L’aile de l’imbécillité dont Baudelaire s’est senti effleuré, mais elle se confondait avec la membrane des chauves-souris, le velours empoisonné des religions qui flattent, caressent, enveloppent celui que la société a désossé, démusclé, décartilaginé. Homme poreux à la détresse, l’Eglise, autour du cerveau, glisse, d’abord, son impondérable encens, puis c’est la gélatine des oraisons, et, en compresse de sirop d’opale, la lumière des vitraux. Alors, se mettent à sonner les cloches, les cloches, comme, lorsque parvenu au point culminant de l’anesthésie, on sait qu’on va retomber de l’autre côté. Du côté de la mort. Cette fois, l’opération consiste à empiler l’un sur l’autre, en paquets, tous ces feutres de sournoiseries, dont la pression, digne collaboratrice des scléroses organiques, ne fera point quartier aux méninges.

L’Eglise, tous les chemins lui sont bons, et elle s’en vante : Tous les chemins mènent à Rome. Ainsi, alors que, dans le privé, un ratichon qualifiait de sacrements du diable les drogues et l’inversion, les ambassadeurs de l’Eglise, ses représentants officiels et semi-officiels cherchaient des recrues, des alliés parmi ceux-là mêmes qui n’avaient jamais eu d’autres soucis que de communier à ces tables.

CHANTAGES A LA POESIE

Avant leur faillite définitive, les grandes compagnies religieuses – eh ! ne dit-on pas la Compagnie de Jésus, comme la Compagnie du Gaz – ces entreprises d’obscurité ont recours à tous les moyens, à toutes les publicités.

Le Clergé s’est modernisé, mis au goût du jour. Ainsi, l’abbé Violet relève ses jupes, et, d’un pied gaillard, s’en va au Club du Fau bourg, discuter le coup : Faut-il que jeunesse se passe ? Mon curé va chez les riches (bien sûr), chez les pauvres (ça lui plait moins), chez les sportifs et même (qu’il dit), chez les poètes. Quand il ne peut ou n’ose, ou ne veut, ou ne daigne se déranger en personne, il dépêche son nonce laïque.

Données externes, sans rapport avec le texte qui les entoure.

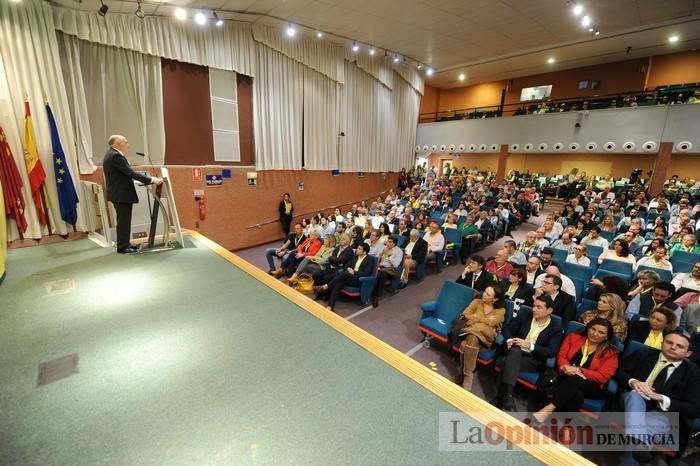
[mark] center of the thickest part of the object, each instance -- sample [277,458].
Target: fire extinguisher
[202,207]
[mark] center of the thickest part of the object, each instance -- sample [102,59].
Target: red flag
[11,185]
[35,169]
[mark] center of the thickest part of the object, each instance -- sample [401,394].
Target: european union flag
[67,197]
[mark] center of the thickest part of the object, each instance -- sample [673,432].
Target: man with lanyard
[688,281]
[389,263]
[529,246]
[360,266]
[474,275]
[532,338]
[654,382]
[514,256]
[294,239]
[661,296]
[414,254]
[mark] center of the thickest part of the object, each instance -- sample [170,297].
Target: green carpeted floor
[185,359]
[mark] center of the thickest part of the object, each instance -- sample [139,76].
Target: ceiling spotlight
[181,14]
[103,9]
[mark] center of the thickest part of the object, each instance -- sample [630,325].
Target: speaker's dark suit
[121,192]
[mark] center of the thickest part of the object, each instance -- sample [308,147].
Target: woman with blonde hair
[612,308]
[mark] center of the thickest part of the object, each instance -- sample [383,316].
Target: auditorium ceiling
[483,39]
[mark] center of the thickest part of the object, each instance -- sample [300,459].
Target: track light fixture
[103,9]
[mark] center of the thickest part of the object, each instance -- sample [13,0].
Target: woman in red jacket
[586,362]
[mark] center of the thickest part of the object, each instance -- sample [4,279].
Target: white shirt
[585,261]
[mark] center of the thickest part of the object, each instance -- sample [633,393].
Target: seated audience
[661,296]
[645,283]
[389,263]
[499,265]
[535,337]
[516,287]
[657,260]
[620,252]
[360,266]
[482,321]
[653,381]
[688,281]
[612,308]
[586,362]
[563,304]
[474,275]
[651,332]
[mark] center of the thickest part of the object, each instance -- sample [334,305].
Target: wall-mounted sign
[215,180]
[197,174]
[252,178]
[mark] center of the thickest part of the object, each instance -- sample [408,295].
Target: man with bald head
[121,192]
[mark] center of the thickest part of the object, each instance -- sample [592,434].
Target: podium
[154,217]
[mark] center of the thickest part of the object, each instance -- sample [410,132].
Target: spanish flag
[35,169]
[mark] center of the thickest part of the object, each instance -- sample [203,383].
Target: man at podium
[120,188]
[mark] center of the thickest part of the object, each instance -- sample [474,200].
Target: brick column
[502,160]
[661,165]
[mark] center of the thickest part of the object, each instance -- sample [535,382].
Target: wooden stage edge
[539,446]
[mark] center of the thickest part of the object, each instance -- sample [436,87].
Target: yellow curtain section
[3,236]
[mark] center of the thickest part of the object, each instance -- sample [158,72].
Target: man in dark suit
[659,381]
[474,275]
[362,265]
[414,254]
[564,304]
[121,192]
[534,338]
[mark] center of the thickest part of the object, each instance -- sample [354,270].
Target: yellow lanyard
[654,339]
[585,353]
[661,364]
[534,332]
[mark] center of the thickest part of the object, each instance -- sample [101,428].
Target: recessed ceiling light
[200,18]
[181,14]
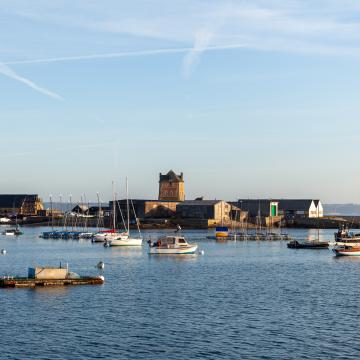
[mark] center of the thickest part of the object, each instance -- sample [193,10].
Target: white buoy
[100,265]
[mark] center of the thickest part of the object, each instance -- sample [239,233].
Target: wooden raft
[29,282]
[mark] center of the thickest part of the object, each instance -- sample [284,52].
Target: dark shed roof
[198,203]
[15,200]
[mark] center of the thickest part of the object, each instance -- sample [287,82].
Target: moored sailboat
[124,239]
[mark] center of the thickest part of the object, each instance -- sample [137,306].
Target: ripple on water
[240,300]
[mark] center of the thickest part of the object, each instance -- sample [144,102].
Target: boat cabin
[171,241]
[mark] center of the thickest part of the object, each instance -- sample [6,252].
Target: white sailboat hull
[102,237]
[126,241]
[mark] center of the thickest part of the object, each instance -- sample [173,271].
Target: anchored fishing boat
[12,232]
[346,250]
[172,245]
[345,237]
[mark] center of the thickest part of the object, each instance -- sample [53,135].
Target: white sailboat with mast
[122,239]
[111,234]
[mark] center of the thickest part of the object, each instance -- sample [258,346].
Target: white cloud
[7,71]
[192,59]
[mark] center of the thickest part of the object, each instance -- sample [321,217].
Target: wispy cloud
[129,54]
[192,59]
[7,71]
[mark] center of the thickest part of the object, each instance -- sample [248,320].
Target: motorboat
[124,240]
[12,232]
[315,244]
[346,250]
[172,245]
[345,237]
[108,235]
[221,231]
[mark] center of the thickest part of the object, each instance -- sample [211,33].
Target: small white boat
[124,240]
[172,245]
[108,235]
[346,250]
[12,232]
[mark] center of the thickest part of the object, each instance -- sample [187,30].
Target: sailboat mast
[127,205]
[113,189]
[52,214]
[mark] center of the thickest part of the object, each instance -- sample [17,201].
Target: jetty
[49,276]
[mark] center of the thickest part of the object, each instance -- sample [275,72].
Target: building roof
[15,200]
[284,204]
[80,207]
[199,202]
[295,204]
[171,176]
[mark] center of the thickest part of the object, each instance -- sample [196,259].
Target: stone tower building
[171,187]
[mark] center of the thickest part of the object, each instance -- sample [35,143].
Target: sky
[249,99]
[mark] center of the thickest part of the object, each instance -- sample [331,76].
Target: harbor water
[239,300]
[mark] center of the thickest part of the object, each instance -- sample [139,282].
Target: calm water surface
[240,300]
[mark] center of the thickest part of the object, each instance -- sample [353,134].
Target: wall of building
[222,211]
[171,191]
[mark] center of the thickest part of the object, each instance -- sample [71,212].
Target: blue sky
[247,98]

La plus fameuse de ces visites fut pour l’esthète. Sur son seuil, littérature et religion échangèrent des lettres de créance. On décida une petite parade. Le nouveau converti donna la réplique au thomiste. L’on eut donc un tam-tam qui valait bien les histoires de colliers perdus, dans les taxis, par des vedettes en mal de réclame.

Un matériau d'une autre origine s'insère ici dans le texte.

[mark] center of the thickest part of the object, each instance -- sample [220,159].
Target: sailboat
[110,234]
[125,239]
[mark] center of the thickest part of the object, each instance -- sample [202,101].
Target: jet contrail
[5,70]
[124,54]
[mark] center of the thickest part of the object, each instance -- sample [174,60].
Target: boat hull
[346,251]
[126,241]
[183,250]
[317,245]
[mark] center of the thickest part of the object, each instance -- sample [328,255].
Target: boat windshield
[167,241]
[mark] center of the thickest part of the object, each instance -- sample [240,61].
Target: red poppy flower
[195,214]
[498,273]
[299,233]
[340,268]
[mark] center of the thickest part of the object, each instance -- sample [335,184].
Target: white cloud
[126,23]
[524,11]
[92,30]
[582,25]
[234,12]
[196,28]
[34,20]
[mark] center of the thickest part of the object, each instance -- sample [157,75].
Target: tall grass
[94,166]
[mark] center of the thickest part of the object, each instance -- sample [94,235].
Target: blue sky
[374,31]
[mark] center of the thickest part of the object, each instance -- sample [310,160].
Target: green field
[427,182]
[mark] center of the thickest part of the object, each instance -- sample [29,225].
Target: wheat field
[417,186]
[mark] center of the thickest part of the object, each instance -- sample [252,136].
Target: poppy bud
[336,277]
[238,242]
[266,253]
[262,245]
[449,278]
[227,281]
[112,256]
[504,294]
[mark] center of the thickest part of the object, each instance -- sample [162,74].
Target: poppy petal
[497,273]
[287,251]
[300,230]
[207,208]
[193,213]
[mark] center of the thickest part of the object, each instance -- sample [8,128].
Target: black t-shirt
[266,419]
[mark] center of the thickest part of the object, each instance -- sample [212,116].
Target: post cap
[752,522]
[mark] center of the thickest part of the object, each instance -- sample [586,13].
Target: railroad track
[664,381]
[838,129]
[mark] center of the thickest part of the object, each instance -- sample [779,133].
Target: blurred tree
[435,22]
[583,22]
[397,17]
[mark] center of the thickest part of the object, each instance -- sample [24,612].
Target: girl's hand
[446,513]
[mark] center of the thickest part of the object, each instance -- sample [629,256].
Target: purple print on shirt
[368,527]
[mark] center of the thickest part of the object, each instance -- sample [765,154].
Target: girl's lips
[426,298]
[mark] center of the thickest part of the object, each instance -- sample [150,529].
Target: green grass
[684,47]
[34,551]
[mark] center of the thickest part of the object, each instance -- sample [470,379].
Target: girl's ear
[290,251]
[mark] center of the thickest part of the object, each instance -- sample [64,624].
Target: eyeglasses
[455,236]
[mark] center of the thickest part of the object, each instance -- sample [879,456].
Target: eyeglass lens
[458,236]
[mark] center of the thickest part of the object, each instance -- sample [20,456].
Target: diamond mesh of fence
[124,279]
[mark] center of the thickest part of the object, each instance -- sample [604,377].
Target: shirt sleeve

Comme, par ailleurs, le mot mystique avait été repeint à neuf, de quels tours de passepasse ne devint-il pas la baguette magique. En guise de prestidigitateur, ce petit bonhomme de syllogisme :

Mystique = homme religieux.

Homme qui refuse de composer avec le monde et ses iniquités = mystique.

Donc, = homme religieux.

Ainsi, jusque dans les blasphèmes, vit-on l’expression de la foi. L’iconoclaste fut baptisé mystique à l’état sauvage et, à travers cette épithète, passèrent, comme lettres à la poste, contre-sens et fraudes majeures, à quoi avaient, au reste, déjà prouvé qu’ils savent exceller les messieurs bien pensants de l’art et de la littérature qui feignent de s’intéresser à des œuvres subversives, rien que pour les vider de leur moelle, leur flanquer un tuteur, justement de bois mystique, donc complaisant aux volubilis du conformisme gloseur.

C’est la grande tradition claudellienne, dont le mâchouillis diplomatico-bondieusard, depuis tant d’années, s’efforce de convertir (on fait bien voter les morts) Rimbaud, en boule de gomme très catholique.

Quand on lui demanda son avis sur le sur réalisme, le poète ambassadeur (parce qu’il avait affaire à des vivants qu’il ne pouvait embigoter malgré eux) répondit par une grossièreté.

Au reste, le surréalisme, appel d’air, était bien fait pour, dès sa première phase, effrayer les grenouilles de bénitier, vous savez ces jolies petites bêtes sans cœur, sans rate, sans gésier, sans poumon et qui respirent avec la peau, celle du cul de préférence, car, alors, elles se respirent elles-mêmes dans ce qu’elles ont de plus caractéristique.